= Hypertranscendental function =

Mathematics analytic function

A hypertranscendental function or transcendentally transcendental function is a transcendental analytic function which is not the solution of an algebraic differential equation with coefficients in $\mathbb{Z}$ (the integers) and with algebraic initial conditions.

==History==

The term 'transcendentally transcendental' was introduced by E. H. Moore in 1896; the term 'hypertranscendental' was introduced by D. D. Morduhai-Boltovskoi in 1914.

==Definition==

One standard definition (there are slight variants) defines solutions of differential equations of the form
$F\left(x, y, y', \cdots, y^{(n)} \right) = 0$,
where $F$ is a polynomial with constant coefficients, as algebraically transcendental or differentially algebraic. Transcendental functions which are not algebraically transcendental are transcendentally transcendental. Hölder's theorem shows that the gamma function is in this category.
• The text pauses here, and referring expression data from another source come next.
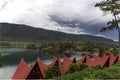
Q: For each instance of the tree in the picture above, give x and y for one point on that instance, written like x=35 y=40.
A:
x=111 y=7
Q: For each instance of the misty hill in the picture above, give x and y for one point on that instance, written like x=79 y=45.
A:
x=27 y=33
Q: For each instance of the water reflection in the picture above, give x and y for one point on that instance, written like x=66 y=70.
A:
x=11 y=57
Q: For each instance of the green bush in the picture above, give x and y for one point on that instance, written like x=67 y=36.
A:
x=74 y=67
x=97 y=72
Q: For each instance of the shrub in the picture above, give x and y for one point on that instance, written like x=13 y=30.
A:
x=73 y=67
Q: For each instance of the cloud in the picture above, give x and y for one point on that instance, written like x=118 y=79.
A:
x=75 y=16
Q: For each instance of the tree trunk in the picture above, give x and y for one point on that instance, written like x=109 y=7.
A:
x=119 y=38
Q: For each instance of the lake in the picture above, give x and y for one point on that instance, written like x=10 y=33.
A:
x=12 y=55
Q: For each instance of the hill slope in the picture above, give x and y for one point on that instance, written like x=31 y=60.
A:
x=27 y=33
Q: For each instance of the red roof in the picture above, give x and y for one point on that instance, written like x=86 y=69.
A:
x=21 y=71
x=38 y=70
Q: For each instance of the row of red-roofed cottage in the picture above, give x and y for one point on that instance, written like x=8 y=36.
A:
x=38 y=70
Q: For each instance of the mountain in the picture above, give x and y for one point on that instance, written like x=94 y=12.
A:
x=17 y=32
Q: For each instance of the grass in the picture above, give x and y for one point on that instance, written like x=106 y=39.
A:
x=112 y=72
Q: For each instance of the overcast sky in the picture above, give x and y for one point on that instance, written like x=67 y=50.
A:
x=70 y=16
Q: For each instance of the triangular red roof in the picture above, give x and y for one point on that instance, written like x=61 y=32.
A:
x=21 y=71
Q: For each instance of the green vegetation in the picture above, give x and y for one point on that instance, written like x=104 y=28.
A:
x=112 y=72
x=76 y=67
x=111 y=7
x=53 y=72
x=1 y=60
x=60 y=48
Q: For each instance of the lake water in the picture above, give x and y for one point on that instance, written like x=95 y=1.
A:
x=11 y=57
Hypertranscendental functions usually arise as the solutions to functional equations, for example the gamma function.

==Examples==

===Hypertranscendental functions===
- The zeta functions of algebraic number fields, in particular, the Riemann zeta function
- The gamma function (cf. Hölder's theorem)

===Transcendental but not hypertranscendental functions ===
- The exponential function, logarithm, and the trigonometric and hyperbolic functions.
- The generalized hypergeometric functions, including special cases such as Bessel functions (except some special cases which are algebraic).

===Non-transcendental (algebraic) functions===
- All algebraic functions, in particular polynomials.